0 / 0
Federated Learning XGBoost tutorial for UI
Last updated: Oct 09, 2024
Federated Learning XGBoost tutorial for UI

This tutorial demonstrates the usage of Federated Learning with the goal of training a machine learning model with data from different users without having users share their data. The steps are done in a low code environment with the UI and with an XGBoost framework.

In this tutorial you learn to:

Notes:

  • This is a step-by-step tutorial for running a UI driven Federated Learning experiment. To see a code sample for an API driven approach, go to Federated Learning XGBoost samples.
  • In this tutorial, admin refers to the user that starts the Federated Learning experiment, and party refers to one or more users who send their model results after the experiment is started by the admin. While the tutorial can be done by the admin and multiple parties, a single user can also complete a full run through as both the admin and the party. For a simpler demonstrative purpose, in the following tutorial only one data set is submitted by one party. For more information on the admin and party, see Terminology.

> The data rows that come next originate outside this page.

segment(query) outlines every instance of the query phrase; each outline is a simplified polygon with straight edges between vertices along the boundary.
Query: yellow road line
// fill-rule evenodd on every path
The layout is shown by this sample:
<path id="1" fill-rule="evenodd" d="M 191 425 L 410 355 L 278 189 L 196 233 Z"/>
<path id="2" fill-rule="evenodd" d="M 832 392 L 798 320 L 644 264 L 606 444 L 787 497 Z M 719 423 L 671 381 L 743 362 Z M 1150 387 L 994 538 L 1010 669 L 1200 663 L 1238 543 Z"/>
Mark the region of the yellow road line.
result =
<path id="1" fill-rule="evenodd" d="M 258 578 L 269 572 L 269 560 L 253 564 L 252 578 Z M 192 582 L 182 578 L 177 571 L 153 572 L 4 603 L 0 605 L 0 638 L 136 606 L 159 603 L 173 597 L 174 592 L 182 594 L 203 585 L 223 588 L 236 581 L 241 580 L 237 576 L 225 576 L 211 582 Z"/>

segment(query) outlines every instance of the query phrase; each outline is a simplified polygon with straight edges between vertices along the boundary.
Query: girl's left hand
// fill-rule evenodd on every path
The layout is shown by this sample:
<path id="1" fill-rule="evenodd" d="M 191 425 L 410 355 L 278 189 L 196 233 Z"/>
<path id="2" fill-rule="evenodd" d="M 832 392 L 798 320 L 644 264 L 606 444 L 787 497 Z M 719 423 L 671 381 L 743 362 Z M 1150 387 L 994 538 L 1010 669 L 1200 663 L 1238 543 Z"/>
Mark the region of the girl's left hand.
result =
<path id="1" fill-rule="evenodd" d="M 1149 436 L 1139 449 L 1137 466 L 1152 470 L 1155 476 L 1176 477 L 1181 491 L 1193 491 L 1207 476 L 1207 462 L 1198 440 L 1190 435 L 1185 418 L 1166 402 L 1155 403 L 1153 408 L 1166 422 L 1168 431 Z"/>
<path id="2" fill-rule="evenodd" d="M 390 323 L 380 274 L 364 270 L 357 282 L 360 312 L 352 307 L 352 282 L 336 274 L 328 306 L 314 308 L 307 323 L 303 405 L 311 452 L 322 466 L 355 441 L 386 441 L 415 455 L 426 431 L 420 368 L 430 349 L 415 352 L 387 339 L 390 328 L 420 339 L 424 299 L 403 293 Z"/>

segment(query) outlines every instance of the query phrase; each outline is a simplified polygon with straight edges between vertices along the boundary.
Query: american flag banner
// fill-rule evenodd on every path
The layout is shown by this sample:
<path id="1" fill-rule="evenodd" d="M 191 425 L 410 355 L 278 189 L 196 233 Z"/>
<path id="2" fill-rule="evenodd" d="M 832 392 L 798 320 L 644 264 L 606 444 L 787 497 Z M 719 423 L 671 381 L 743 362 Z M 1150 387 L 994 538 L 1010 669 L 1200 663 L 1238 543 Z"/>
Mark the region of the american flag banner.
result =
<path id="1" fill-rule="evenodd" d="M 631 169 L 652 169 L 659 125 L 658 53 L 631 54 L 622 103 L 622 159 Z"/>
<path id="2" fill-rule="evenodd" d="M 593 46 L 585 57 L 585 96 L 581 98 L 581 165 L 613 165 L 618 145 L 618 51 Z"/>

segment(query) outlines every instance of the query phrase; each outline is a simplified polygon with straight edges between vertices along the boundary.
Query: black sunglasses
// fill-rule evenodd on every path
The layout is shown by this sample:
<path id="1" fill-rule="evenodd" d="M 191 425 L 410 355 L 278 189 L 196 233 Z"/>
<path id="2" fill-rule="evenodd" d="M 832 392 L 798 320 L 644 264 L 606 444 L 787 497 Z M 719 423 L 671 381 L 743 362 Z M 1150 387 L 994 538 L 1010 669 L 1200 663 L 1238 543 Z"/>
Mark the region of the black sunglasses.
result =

Step 1: Start Federated Learning

In this section, you learn to start the Federated Learning experiment.

Before you begin

  1. Log in to IBM Cloud. If you don't have an account, create one with any email.

  2. Create a Watson Machine Learning service instance if you do not have it set up in your environment.

  3. Log in to watsonx.

  4. Use an existing project or create a new one. You must have at least admin permission.

  5. Associate the Watson Machine Learning service with your project.

    1. In your project, click the Manage > Service & integrations.
    2. Click Associate service.
    3. Select your Watson Machine Learning instance from the list, and click Associate; or click New service if you do not have one to set up an instance.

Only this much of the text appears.